Amazon on Thursday confirmed what it described as "an unfortunate case that resulted from a human error", adding that it was an "isolated incident". In a statement, the company said it "resolved the issue with the two customers involved and have taken steps to further improve our processes. As a precautionary measure, we contacted the relevant authorities".
After this meeting, C't magazine searched for the person captured in the audio files. It turns out, that for one Amazon Alexa user in Germany - and let's be honest, likely many more - those concerns are completely justified.
The customer contacted Amazon about the incident but nothing came out of it; he chose to contact CT and provided CT with a sample of the files. After c't reached out to Amazon, it was only a matter of days before the company engaged with all parties involved. They worked out which devices he owns, which music he likes, and who his girlfriend is, and even listened to him in the shower.
"Many of our AI dreams are inspired by science fiction", Rohit Prasad, Amazon's vice president and head scientist of Alexa Artificial Intelligence (AI), said during a talk last month in Las Vegas.
According to German trade publication c't, an Alexa user in the country was able to access recordings picked up by an Echo device that wasn't his.
So you probably already know about Alexa, Amazon's not-at-all-creepy robot voice assistant lady who's already been used to nefarious ends by wily parrots.

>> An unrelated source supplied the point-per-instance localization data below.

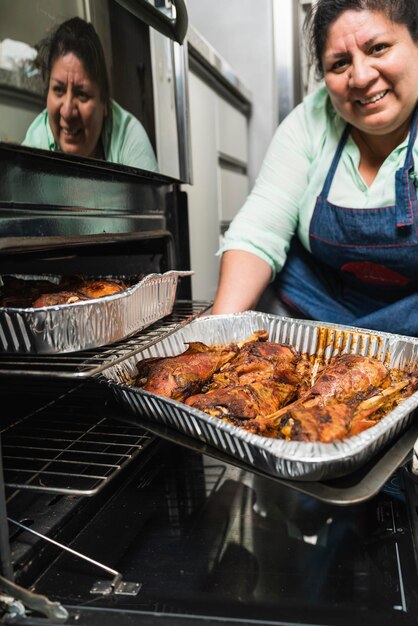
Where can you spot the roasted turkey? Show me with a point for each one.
(72, 288)
(269, 388)
(260, 379)
(350, 395)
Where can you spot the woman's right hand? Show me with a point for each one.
(243, 278)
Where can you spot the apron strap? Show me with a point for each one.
(406, 194)
(330, 176)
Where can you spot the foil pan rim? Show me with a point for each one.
(306, 452)
(149, 278)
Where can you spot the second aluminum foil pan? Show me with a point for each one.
(89, 324)
(279, 458)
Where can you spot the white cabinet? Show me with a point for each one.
(219, 154)
(203, 194)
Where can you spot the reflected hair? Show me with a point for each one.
(78, 37)
(323, 13)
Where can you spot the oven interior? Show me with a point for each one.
(108, 520)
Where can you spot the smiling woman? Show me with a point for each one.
(80, 117)
(332, 222)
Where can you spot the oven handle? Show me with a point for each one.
(176, 28)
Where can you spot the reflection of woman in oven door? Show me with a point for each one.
(332, 222)
(80, 117)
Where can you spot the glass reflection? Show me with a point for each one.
(64, 101)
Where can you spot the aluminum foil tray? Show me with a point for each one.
(91, 323)
(284, 459)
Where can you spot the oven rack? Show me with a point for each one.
(69, 447)
(87, 363)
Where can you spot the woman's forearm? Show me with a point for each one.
(243, 278)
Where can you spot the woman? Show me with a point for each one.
(339, 175)
(80, 117)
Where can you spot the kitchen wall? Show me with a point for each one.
(242, 32)
(261, 40)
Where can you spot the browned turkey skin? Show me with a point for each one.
(262, 378)
(350, 395)
(179, 377)
(40, 293)
(266, 388)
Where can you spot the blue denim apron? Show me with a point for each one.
(363, 268)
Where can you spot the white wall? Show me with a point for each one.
(241, 31)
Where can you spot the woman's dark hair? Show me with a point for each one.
(325, 12)
(79, 37)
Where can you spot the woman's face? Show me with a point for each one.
(75, 108)
(371, 71)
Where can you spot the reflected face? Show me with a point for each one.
(75, 109)
(370, 66)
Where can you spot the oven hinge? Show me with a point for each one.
(117, 587)
(101, 587)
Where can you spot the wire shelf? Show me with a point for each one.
(82, 365)
(68, 448)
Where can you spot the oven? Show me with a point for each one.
(109, 519)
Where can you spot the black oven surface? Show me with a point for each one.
(205, 541)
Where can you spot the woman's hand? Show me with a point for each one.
(243, 278)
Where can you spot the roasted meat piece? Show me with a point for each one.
(100, 288)
(262, 378)
(179, 377)
(58, 297)
(17, 292)
(326, 411)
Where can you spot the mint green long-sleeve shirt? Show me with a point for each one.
(292, 175)
(124, 139)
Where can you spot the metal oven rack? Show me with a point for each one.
(82, 365)
(72, 446)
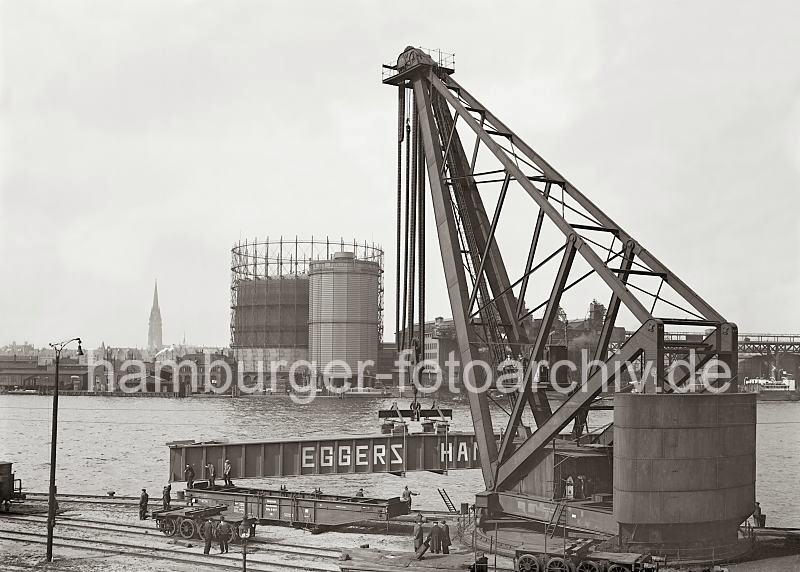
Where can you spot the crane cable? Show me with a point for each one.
(401, 108)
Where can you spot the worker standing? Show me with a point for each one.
(212, 473)
(481, 563)
(435, 538)
(208, 535)
(223, 534)
(166, 497)
(226, 473)
(418, 534)
(406, 496)
(143, 500)
(445, 534)
(759, 517)
(188, 476)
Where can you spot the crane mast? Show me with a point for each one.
(469, 155)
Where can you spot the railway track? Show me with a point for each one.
(110, 526)
(227, 561)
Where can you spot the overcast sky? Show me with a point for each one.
(141, 139)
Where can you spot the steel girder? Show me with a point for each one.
(456, 187)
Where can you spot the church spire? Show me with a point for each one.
(154, 341)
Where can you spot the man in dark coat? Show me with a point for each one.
(188, 475)
(212, 473)
(223, 534)
(208, 535)
(445, 534)
(435, 538)
(481, 563)
(143, 500)
(227, 468)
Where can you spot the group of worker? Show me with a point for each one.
(438, 540)
(579, 487)
(144, 500)
(211, 472)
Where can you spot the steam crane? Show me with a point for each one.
(683, 461)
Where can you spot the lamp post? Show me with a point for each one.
(51, 504)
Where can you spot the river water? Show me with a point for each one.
(107, 443)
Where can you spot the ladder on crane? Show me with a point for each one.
(556, 519)
(447, 501)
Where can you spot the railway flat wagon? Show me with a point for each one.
(10, 487)
(307, 510)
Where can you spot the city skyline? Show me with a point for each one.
(196, 150)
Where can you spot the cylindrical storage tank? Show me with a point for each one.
(684, 472)
(344, 315)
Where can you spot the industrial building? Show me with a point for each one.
(276, 285)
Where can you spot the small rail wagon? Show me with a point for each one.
(187, 522)
(10, 487)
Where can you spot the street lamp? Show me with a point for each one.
(51, 504)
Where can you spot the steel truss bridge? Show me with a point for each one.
(749, 344)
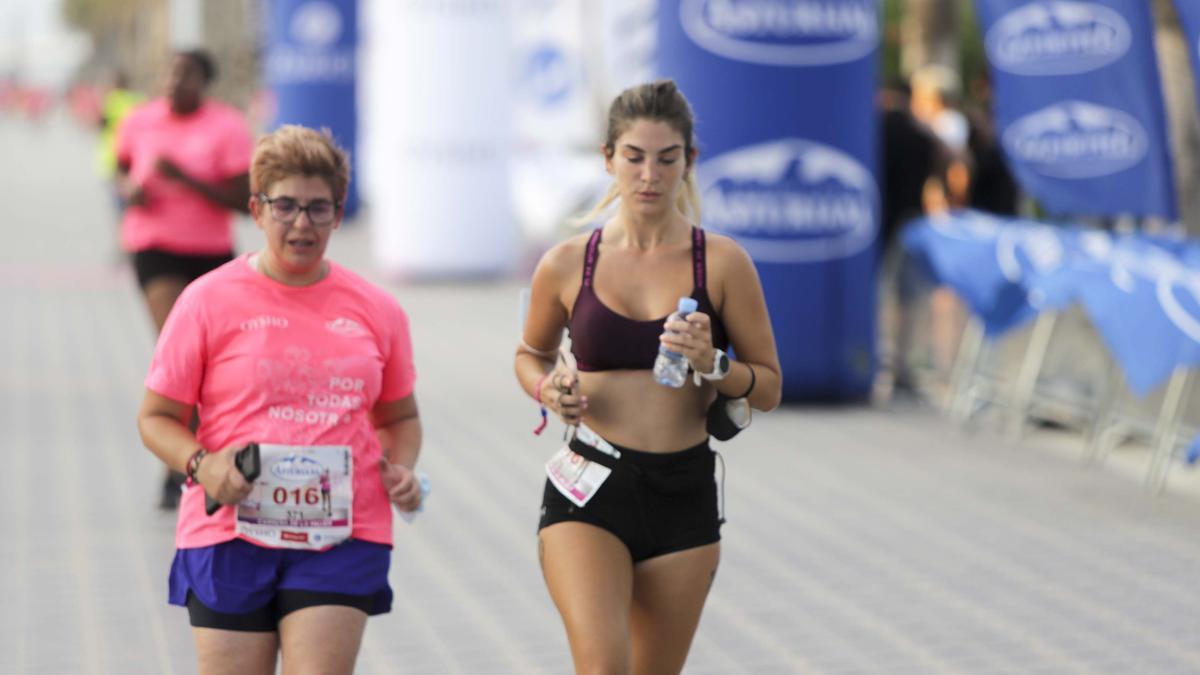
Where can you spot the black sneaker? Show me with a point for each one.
(172, 487)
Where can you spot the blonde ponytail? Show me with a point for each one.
(688, 202)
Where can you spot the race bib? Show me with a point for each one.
(575, 477)
(303, 499)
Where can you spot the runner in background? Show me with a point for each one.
(288, 350)
(117, 103)
(181, 171)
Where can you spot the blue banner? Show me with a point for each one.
(1144, 299)
(1079, 105)
(1006, 270)
(311, 66)
(784, 99)
(1141, 293)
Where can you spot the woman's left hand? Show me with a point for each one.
(691, 338)
(402, 485)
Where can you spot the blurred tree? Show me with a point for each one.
(1180, 100)
(928, 34)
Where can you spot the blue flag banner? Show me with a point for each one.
(1141, 293)
(999, 267)
(784, 99)
(1078, 103)
(1144, 300)
(311, 66)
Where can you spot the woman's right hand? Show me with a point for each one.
(561, 393)
(221, 478)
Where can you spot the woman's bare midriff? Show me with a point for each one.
(629, 408)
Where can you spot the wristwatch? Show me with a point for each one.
(720, 368)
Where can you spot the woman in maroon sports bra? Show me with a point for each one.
(629, 537)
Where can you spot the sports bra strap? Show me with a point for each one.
(589, 257)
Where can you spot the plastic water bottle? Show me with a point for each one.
(671, 368)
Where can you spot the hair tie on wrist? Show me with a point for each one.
(537, 396)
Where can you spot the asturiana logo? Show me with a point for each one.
(791, 199)
(316, 24)
(550, 76)
(1077, 139)
(1057, 37)
(783, 33)
(298, 469)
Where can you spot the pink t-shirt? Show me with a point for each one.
(210, 144)
(279, 364)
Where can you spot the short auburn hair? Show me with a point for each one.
(299, 150)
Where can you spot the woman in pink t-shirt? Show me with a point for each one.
(312, 363)
(183, 168)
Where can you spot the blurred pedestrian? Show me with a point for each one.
(913, 169)
(117, 102)
(993, 186)
(935, 93)
(288, 350)
(183, 162)
(629, 547)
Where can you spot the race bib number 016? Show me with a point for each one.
(575, 477)
(303, 499)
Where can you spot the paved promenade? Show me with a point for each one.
(858, 541)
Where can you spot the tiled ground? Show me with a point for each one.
(859, 539)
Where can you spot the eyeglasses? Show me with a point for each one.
(286, 210)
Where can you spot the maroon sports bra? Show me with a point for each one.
(605, 340)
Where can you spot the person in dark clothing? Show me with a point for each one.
(993, 187)
(912, 178)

The artificial intelligence powered assistant, which first launched in the United Kingdom in 2016 with the first generation Echo smart speakers, can be used to answer questions and queries as well as respond to commands around playing music and giving news and weather updates. They may choose to put more attention on promoting their voice commerce apps to customers to drive usage.
It's not an Alexa bug, but "a human error" made by the company, Reuters explains. Amazon blamed the incident on "human error", saying that it was able to optimize its processes following the incident.